Heritable single nucleotide polymorphisms (SNPs) in six genomic loci have been associated with childhood ALL risk in genome-wide association studies (GWAS) of European-ancestry populations. Four of these heritable ALL risk loci are near genes crucial for hematopoietic differentiation, including CEBPE1,2. CEBPE encodes one of a family of six known CCAAT-targeting bZIP transcription factors which critically regulate myelopoiesis. To identify causal polymorphisms underlying the childhood ALL association peak near CEBPE, we performed SNP genotyping, imputation-based fine-mapping, and functional validation analyses of the chromosome 14q11.2 locus in a multi-ethnic case-control population of Hispanic children from the California Childhood Leukemia Study (CCLS) and European-ancestry children from the Children’s Oncology Group (COG), totaling 1277 cases and 3078 controls.
Supplementary Figure 1 and Supplementary Table 1 summarize the study design and study populations (full methods in online supplement).
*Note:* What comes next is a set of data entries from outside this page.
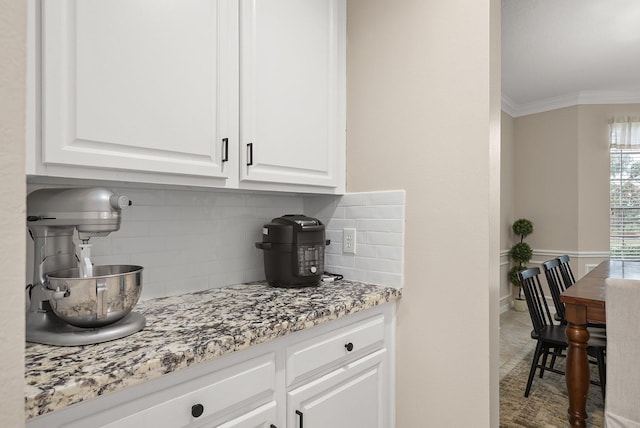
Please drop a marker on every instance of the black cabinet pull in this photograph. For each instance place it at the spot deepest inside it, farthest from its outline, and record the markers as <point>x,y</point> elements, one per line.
<point>225,149</point>
<point>249,154</point>
<point>197,410</point>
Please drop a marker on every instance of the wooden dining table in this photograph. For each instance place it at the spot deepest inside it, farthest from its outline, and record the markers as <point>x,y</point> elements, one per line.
<point>585,301</point>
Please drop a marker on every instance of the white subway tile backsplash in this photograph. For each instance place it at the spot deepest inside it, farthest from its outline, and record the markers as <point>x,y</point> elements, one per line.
<point>390,279</point>
<point>380,225</point>
<point>352,199</point>
<point>385,238</point>
<point>378,265</point>
<point>389,252</point>
<point>341,223</point>
<point>190,240</point>
<point>379,221</point>
<point>386,198</point>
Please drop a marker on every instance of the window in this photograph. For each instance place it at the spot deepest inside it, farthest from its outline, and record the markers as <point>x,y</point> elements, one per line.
<point>624,187</point>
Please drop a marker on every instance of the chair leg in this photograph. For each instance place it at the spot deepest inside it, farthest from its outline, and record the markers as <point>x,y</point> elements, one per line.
<point>602,371</point>
<point>556,352</point>
<point>544,361</point>
<point>534,364</point>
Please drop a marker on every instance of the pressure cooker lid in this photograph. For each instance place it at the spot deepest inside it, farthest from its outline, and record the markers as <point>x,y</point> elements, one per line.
<point>286,229</point>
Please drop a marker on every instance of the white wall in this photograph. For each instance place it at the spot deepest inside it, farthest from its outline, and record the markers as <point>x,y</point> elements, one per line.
<point>12,220</point>
<point>423,115</point>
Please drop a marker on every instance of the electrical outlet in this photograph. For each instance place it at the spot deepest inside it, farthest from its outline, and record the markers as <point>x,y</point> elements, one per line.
<point>349,240</point>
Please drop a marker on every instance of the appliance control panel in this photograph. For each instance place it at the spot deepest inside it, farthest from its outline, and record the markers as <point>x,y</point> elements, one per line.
<point>310,260</point>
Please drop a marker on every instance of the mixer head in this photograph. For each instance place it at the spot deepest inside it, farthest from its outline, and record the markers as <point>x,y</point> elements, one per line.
<point>93,211</point>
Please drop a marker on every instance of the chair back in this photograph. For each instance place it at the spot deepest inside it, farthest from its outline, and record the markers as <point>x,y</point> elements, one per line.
<point>556,286</point>
<point>565,270</point>
<point>536,301</point>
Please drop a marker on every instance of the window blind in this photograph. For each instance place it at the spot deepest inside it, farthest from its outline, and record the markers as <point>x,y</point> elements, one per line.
<point>625,204</point>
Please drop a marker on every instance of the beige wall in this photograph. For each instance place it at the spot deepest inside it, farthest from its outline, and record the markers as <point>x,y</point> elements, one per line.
<point>507,205</point>
<point>12,220</point>
<point>562,180</point>
<point>423,115</point>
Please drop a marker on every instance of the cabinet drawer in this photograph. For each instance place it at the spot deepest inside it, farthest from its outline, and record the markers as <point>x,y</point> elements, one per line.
<point>334,348</point>
<point>251,382</point>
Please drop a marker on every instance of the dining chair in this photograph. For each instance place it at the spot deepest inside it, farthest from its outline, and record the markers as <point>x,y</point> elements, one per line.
<point>565,271</point>
<point>556,286</point>
<point>550,337</point>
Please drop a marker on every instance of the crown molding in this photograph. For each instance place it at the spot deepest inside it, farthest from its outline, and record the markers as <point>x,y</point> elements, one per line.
<point>568,100</point>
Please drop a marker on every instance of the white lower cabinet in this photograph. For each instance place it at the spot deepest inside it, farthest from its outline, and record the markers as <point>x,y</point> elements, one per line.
<point>352,396</point>
<point>337,375</point>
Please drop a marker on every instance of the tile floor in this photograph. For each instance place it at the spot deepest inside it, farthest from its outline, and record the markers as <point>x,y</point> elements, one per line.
<point>515,339</point>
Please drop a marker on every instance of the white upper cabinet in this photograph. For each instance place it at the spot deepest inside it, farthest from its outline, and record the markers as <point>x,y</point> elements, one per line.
<point>139,85</point>
<point>292,82</point>
<point>189,92</point>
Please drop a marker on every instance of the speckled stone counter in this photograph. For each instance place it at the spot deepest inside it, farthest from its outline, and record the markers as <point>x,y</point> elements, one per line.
<point>186,330</point>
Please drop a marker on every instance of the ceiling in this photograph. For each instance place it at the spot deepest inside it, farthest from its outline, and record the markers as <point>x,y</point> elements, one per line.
<point>557,53</point>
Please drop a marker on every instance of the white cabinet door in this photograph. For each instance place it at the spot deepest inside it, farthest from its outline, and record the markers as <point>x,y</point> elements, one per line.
<point>352,396</point>
<point>141,85</point>
<point>262,417</point>
<point>292,80</point>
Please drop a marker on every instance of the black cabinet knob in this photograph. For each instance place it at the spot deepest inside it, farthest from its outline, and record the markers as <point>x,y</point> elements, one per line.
<point>197,410</point>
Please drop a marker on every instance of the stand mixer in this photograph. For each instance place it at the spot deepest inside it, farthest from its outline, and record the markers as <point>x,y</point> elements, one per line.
<point>72,302</point>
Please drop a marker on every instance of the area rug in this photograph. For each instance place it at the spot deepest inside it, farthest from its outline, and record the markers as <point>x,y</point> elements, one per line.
<point>548,401</point>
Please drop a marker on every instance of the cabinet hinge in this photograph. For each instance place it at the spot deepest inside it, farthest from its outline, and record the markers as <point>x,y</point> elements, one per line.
<point>249,154</point>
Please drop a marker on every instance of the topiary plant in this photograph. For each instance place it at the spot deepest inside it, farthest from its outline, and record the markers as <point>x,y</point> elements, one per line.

Briefly, 297 Hispanic B-cell ALL (B-ALL) cases and 454 Hispanic controls underwent genotyping and targeted fine-mapping. Additional GWAS data was used to perform imputation-based fine-mapping in 980 European-ancestry COG ALL subjects and 2624 Wellcome Trust Case Control Consortium controls (WTCCC)3. An additional 271 cases and 436 controls from the CCLS underwent targeted Sequenom genotyping. Association tests were performed using an allelic additive model, adjusted for ancestry-informative principal components.
Using all available genome-wide SNP data, we imputed all the common SNPs in the CEBPE region using a multi-ethnic reference panel from the 1000 Genomes Project. Three SNPs (rs2239635, rs8007237, rs56031127) were more significantly associated than either of the previously reported GWAS hits (rs2239633 and rs4982731) (Supplementary Table 2)1,4. The most statistically significant association detected in analysis of the combined CCLS and COG data was at rs2239635 (Pmeta=5.1×10−11, O.R.=1.45, 95% C.I.=1.30-1.62) (Figure 1a). Imputed genotype and directly assayed genotype at rs2239635 were 97.9% concordant, validating imputation accuracy.
In addition to being more significantly associated than the previously reported GWAS hits, rs2239635 remained significantly associated with ALL risk in conditional analyses adjusted for rs2239633 and for rs4982731 (P= 8.4×10−5 and 0.011, respectively) (Figure 1b-c). Furthermore, in conditional analyses adjusted for this new top hit, the previous ALL GWAS hits at rs2239633 and rs4982731 no longer reached statistical significance (P=0.076 and 0.11, respectively) (Figure 1d), suggesting that rs2239635, or a variant in strong LD, underlies the CEBPE association signal first detected by GWAS.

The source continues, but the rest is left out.